Another attractive theory falls foul of the facts. A census of trees in rainforests on three continents has confirmed that competition plays a central role in structuring communities. This contradicts the so-called neutral theory in ecology, which views random fluctuations as the decisive factor.
Ecologists are still arguing about the nature of the factors that determine the species composition of ecological communities. On the one hand, there are those who view interspecies competition as the key element. A second group of influential ecologists postulates that random fluctuations in population structure and rates of species dispersal play the dominant role, particularly in the biological communities found in species-rich tropical rainforests. LMU biologist Professor Susanne Renner, who is Director of the Botanic Garden and herbaria in Munich, and Professor Robert E. Ricklefs of the University of Missouri in St. Louis have now analyzed data from censuses of tree species in rainforests around the globe and also taken advantage of fossil evidence, allowing them to chart diversity in both space and time. Their findings show that variation in species richness among families is very similar in all tropical forests in spite of millions of years of independent evolution and diversification. This correspondence strongly suggests that community structure in rainforests cannot be attributed to the action of stochastic factors. "The high degree of similarity was a surprise even to us," says Renner. "The results can be regarded as a nail in the coffin of the neutral theory."
In even the best habitats, resources are inevitably limited. This means that species must compete with each other for access to them. And for many ecologists, interspecies competition for resources is the critical factor that determines the composition of the community found in a given environment. According to the principle of competitive exclusion, two species that depend on the same vital resource or ecological niche for their survival cannot stably coexist. The better adapted species will ultimately displace its competitor.
In contrast, what is known as "neutral" theory postulates that stochastic variations in factors such as the rate of dispersal and extinction of species determine the patterns of species abundance in different communities. The American ecologist Stephen Hubbell is the leading proponent of neutral theory, which he developed to explain species-rich communities, such as tropical rainforests.
In these environments it is not uncommon to find hundreds of tree species growing close together. Hubbell contends that this makes it very unlikely that segregation of ecological niches and the principle of competitive exclusion are the overriding forces that determine community structure. His neutral theory has received a great deal of attention in recent years.

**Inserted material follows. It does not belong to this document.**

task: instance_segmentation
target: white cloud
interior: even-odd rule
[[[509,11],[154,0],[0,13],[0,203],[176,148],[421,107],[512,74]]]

LMU biologist Professor Susanne Renner and her American colleague Professor Robert Ricklefs have now challenged the theory with the help of quantitative data. In Central and South American, African and Asian rainforests, the two researchers compared the abundance patterns of different tree species growing in plots of between 25 and 55 hectares. In addition, they compared the relative abundance of different families of trees in a 55- to 65-year-old fossil flora from tropical Colombia with their representation there today.

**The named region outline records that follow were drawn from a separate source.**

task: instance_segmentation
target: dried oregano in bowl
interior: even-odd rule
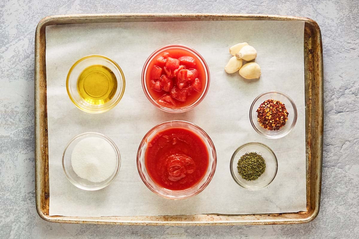
[[[238,173],[247,181],[257,180],[265,169],[264,159],[255,152],[247,153],[241,156],[237,164]]]

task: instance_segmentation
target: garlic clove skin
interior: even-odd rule
[[[229,53],[232,54],[232,56],[234,56],[245,46],[248,46],[248,43],[247,42],[242,42],[233,46],[229,48]]]
[[[232,57],[228,63],[224,67],[224,70],[227,73],[231,74],[234,73],[236,71],[239,70],[239,68],[242,66],[243,64],[243,61],[242,59],[237,59],[235,56]]]
[[[236,57],[237,59],[243,59],[247,61],[252,61],[257,57],[257,51],[251,46],[245,46],[236,54]]]
[[[248,80],[258,79],[262,74],[261,67],[255,62],[249,62],[243,65],[239,72],[242,77]]]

On the basis of the neutral theory, which assigns a leading role to stochasticity, one would not expect to find much similarity in community structure over such a wide area and such a long span of time. However, the results of the new study show that when families are arranged in order of species richness, the rankings that emerge are very similar on all three continents.
"The correlation is statistically highly significant," says Renner. "So we have uncovered a very substantial degree of agreement between the seven forest plots; even the numbers of trees per unit area that belong to a given taxonomic family are similar in all three regions. Moreover, the families with the highest species diversity in the Colombian rainforests today were already dominant 50 million years ago. The findings are astonishingly clear-cut, and should suffice to rule out the neutral theory."